Recuerda que no todas las palabras de un idioma tienen correspondencia en otro...


----------



## Pinairun

certradin said:


> Hola a todos:
> 
> Me estoy volviendo loca con este término francés. ¿Podriáis darme alguna traducción del mismo que no sea "lonja" o "plaza"? Sé que en inglés se puede decir de la misma forma, es decir "parvis", o courtyard. El problema es que no encuentro en ningún sitio un término en español que sea más específico que los que ya os he dicho.
> 
> Gracias,


 

¿Podría tratarse de un atrio?

Saludos


----------



## certradin

por la definición de la RAE parece que atrio se corresponde bastante, pero esta tarde hablando con un historiador me ha dicho que no es lo mismo, así que estoy un poco perdida.

Muchas gracias por tu respuesta


----------



## certradin

Muchas gracias por tu enlace y aclaración, pero me cuesta tanto quedarme sin equivalente!!! Sé que tienes razón y no siempre lo hay, lo que pasa es que soy muy cabezota.


----------



## Pinairun

certradin said:


> por la definición de la RAE parece que atrio se corresponde bastante, pero esta tarde hablando con un historiador me ha dicho que no es lo mismo, así que estoy un poco perdida.
> 
> Muchas gracias por tu respuesta


 
*atrio**.*
(Del lat. _atrĭum_).

*1. *m. Espacio descubierto, y por lo común cercado de pórticos, que hay en algunos edificios.
*2. *m. Andén que hay delante de algunos templos y palacios, por lo regular enlosado y más alto que el piso de la calle.


Discúlpame si insisto, pero ¿no te sirve la acepción 2?


----------



## certradin

Hola Pinaurum:

¡Claro que me sirve la acepción 2! Se corresponde completamente con la definición de parvis tanto en inglés como en francés. Es lo que me dijo el historiador que comenté antes lo que me descoloca. 

Gracias nuevamente,


----------



## Pinairun

certradin said:


> Hola Pinaurum:
> 
> ¡Claro que me sirve la acepción 2! Se corresponde completamente con la definición de parvis tanto en inglés como en francés. Es lo que me dijo el historiador que comenté antes lo que me descoloca.
> 
> Gracias nuevamente,


 

Es que generalmente cuando nos hablan de un atrio la primera imagen que nos viene a la mente es un atrio porticado, con columnas, un claustro, y no un espacio abierto como una plaza delante de la iglesia, según  la acepción 2. ¿Le comentaste esto al historiador?

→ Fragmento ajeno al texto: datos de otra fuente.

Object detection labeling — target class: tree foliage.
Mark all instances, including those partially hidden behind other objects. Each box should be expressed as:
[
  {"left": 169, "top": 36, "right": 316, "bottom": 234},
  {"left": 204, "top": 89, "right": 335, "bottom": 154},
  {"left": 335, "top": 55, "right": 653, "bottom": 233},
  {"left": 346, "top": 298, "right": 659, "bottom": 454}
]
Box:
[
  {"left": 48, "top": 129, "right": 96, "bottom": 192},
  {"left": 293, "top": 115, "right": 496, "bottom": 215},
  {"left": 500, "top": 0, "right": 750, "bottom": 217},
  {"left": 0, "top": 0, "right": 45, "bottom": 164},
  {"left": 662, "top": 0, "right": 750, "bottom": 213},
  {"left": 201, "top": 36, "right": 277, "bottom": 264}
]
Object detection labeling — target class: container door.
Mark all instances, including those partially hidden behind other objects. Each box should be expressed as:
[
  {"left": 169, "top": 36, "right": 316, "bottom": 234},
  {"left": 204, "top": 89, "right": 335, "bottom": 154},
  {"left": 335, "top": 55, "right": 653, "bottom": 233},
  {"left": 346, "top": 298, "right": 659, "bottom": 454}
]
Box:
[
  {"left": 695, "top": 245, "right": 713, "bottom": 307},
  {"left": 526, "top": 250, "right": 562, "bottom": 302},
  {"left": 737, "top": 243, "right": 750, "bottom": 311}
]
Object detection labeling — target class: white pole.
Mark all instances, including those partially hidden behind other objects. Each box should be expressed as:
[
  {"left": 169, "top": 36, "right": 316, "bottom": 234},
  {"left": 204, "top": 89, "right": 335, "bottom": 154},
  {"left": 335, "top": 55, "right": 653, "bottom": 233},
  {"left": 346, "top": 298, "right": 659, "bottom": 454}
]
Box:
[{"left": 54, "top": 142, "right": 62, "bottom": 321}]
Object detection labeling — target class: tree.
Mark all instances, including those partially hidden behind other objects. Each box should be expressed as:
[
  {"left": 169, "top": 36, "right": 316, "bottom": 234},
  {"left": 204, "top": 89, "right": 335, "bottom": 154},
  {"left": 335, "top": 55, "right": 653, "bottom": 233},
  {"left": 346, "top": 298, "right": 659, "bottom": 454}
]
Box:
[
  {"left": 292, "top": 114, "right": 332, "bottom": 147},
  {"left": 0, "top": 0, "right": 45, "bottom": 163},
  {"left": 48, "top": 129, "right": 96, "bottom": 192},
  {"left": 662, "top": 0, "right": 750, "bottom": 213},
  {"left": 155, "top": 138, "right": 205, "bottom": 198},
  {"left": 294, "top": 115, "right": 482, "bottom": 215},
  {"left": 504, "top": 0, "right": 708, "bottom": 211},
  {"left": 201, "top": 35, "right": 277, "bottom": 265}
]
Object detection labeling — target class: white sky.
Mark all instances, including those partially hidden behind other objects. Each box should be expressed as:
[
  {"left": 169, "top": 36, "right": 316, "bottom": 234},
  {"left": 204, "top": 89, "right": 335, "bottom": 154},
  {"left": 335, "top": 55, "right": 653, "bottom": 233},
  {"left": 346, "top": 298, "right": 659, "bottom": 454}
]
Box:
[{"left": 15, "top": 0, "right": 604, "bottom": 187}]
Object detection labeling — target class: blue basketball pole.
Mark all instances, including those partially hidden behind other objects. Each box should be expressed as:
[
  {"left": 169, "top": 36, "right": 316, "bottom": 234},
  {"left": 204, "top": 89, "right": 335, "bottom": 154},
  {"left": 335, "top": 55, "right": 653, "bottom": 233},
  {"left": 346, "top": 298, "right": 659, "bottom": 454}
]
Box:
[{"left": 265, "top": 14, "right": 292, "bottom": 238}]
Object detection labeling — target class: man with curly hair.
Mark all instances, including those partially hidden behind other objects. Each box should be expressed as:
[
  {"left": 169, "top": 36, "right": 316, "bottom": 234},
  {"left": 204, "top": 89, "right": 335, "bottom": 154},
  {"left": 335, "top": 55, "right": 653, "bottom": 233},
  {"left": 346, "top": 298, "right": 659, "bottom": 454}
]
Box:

Espero que des con el término adecuado.

Saludos


----------



## Jenesaisrien

Complicado, porque se trata de  términos que han ido variando de significación  a través del tiempo y según los lugares. Yo no estoy muy segura de que el parvis en inglés sea lo mismo que en francés,  me parece que son cosas  diferentes. Y en castellano me descoloca un poco la acepción 2 de atrio, andén enlosado más alto que la calle, no sé qué quieren decir con eso, ¿vendría a ser una plaza?  Si pienso en un parvis francés lo primero que me imagino es la  Place du Parvis de Notre Dame, eso para mí no sería un  atrio, sino más bien una plaza o explanada. Si mal no recuerdo Notre Dame no tiene atrio. Pero por ej. recuerdo haber visto en Italia muchas iglesias con un patio pequeño frente a la entrada al que normalmente se accede por escalinata, si se refiere a algo así me parece que sí  se puede traducir por atrio, aunque no sea cerrado o porticado. Con lo cual es casi imposible encontrar una traducción lineal, me parece que depende un poco del caso. Sería interesante leer la opinión de algún arquitecto.


----------



## Tina.Irun

Yo pienso que se puede utilizar "atrio":
_"espacio abierto al frente de una iglesia, usualmente rodeado de una balaustrada, a menudo ligeramente levantado, donde eran conducidas al aire libre ceremonias religiosas”._
http://66.102.9.104/search?q=cache:...is.html+parvis+atrio&hl=es&ct=clnk&cd=2&gl=es


----------



## Cintia&Martine

Buenas noches, bonne nuit,

Acabo de preguntar a un arquitecto/ profesor de arquitectura y no, dice que no hay nombre específico en español para el _parvis _y que se dirá la plaza (delante) de la iglesia.

Au revoir, hasta luego


----------



## rennichi

Además de «atrio» y hasta «lonja», otra opción en español es «compás» ('atrio o lonja de una iglesia o convento'). 
Saludos cordiales.


----------



## lero lero

Hola:
Retomo este hilo aunque sea un poco viejo. Podría servir para el futuro. Escribí un capítulo de un libro sobre la colonización de América, por lo que tuve que estudiar muchas referencias históricas. Luego tuve que traducirlo al francés. Categóricamente puedo decir que un *atrio* (con todas las modificaciones arquitecturales que quieran agregarle) equivale a *parvis* en francés.

Muchas gracias


----------



## totor

lero lero said:


> Categóricamente puedo decir que un *atrio* (con todas las modificaciones arquitecturales que quieran agregarle) equivale a *parvis* en francés.


----------



## Lampiste

Hola:

Aunque las sugerencias hechas al cabo de tres años sirvan de poco, propongo que, como la palabra _*atrio *_responde a dos espacios arquitectónicos diferentes, vayamos a lo práctico, es decir que  utilicemos en este caso el *paréntesis *para evitar las dudas *(*que fue “inventado” precisamente para ampliar o esclarecer lo antedicho*)*. Verbigracias: 

_...y a pesar de la lluvia, centenares de fieles continuaban congregados en el atrio (anteiglesia) de la catedral..._

..._y, por su amplitud, destaca el atrio (anteiglesia) del templo..._

Con lo cual queda claro que no se está haciendo referencia al *claustro.*

Ahora bien, si nos horroriza el empleo del paréntesis y, por otra parte, el término _anteiglesia,_ solo, no nos acaba de convencer, pues... pues no veo otra solución que ir introduciendo la palabra _*parvis*_ en nuestro lenguaje. Será un atrevimiento por mi parte, pero entiendo que existen muchos casos de “importación” menos justificables que éste.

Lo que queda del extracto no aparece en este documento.